Yes. Easy. A SOTA LLM does that. It is a modeling without understanding. It does not understand, it finds the best patterns. And when you put it in a new situation, it uses these patterns to create a new text, without truly understanding the content of the text. And if you ask an additional question, it will use the previous text as context, and create a new text that, as it has been trained to, will be consistent with the output that has been given.

Your assertion "you can prove me wrong" is a circular reasoning: you start saying "if a model can do a text that looks realistic to me, then it means it has understanding. To prove me wrong, give me a text that looks realistic to me and has no understanding". Well, I cannot do that, because for you, if it looks realistic, it has to have understanding.

> If it the number of parameters goes up far too fast, then that can't be the way deep learning solves the problem with a trillion, or a few billion, either.

The combination space grows as N to the power N. So, a trillion parameters is not "just 1000 times bigger" than a billion parameters, but more than 1000 to the power of one billion bigger (the exact value is often even bigger than that). Do you realise the size of the combination space? That is 1 followed by 3 times one billion zeroes.

> What we do know, because combinatorial is too resource intensive, is we are not just combinatorial either.

I think you don't understand how LLM works: the find the best combinations in a incredibly huge parameter space, but don't need to explore the whole space, just the 1-dimension manifold that is the curve that follow the gradient descend within this huge combination space.

There are plenty of clues that SOTA don't "understand". For example, did you notice that SOTA happens to understand what human understand, and don't understand what human don't understand.

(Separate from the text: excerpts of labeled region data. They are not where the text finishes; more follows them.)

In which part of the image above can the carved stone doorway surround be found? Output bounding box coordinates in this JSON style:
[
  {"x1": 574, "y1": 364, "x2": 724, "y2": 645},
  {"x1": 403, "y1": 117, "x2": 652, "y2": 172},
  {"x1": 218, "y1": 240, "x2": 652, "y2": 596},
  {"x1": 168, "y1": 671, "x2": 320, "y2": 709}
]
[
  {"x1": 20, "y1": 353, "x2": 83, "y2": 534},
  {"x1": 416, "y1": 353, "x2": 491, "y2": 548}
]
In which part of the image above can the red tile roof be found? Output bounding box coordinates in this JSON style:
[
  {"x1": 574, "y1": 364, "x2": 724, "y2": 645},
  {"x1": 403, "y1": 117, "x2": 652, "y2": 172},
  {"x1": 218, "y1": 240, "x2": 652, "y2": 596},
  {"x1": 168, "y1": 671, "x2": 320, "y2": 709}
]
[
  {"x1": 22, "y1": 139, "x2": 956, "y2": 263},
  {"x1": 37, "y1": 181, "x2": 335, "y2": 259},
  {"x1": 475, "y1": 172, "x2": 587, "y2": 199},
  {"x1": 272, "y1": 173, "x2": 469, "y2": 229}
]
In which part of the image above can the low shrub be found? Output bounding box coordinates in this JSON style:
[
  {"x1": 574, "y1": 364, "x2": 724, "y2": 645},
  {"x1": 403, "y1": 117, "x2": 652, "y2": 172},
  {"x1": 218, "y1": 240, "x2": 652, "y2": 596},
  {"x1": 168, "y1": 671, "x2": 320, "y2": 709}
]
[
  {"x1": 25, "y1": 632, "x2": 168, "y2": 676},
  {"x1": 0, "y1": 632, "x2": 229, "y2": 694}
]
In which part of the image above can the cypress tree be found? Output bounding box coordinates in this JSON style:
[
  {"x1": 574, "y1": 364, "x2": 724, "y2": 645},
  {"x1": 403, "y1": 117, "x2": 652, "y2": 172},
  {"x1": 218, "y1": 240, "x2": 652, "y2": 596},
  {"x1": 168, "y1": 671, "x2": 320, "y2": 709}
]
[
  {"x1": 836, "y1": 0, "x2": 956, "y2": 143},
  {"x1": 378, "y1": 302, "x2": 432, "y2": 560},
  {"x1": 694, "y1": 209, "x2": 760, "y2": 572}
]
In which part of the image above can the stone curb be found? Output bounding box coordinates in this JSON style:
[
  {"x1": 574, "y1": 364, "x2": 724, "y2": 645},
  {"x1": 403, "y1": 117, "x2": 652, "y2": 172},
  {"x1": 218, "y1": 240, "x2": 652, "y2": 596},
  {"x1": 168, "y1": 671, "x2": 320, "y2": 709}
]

If indeed the way SOTA works would be by "discovering the true mechanism", it means that it would discover with equal probability mechanisms that humans have already noticed and mechanisms that humans have not already noticed yet. For example, humans know that the Standard Model of particle physics is incomplete, and there are plenty of texts and books about that that the SOTA learnt about. Yet, SOTA did not "understood" the underlying mechanism that explain particle physics. It does not really know what an electron is by "making sense of what this object does", it only knows it as "a language word that can be used in some context in a specific way".

And, sure, SOTA is helping with new discoveries, but the way it does it is by using "reasoning" approach. If indeed SOTA creates its own understanding when learning the human language, then it should have the new discovery after the learning, without using any "reasoning" approach, because it would be something that it has already understood.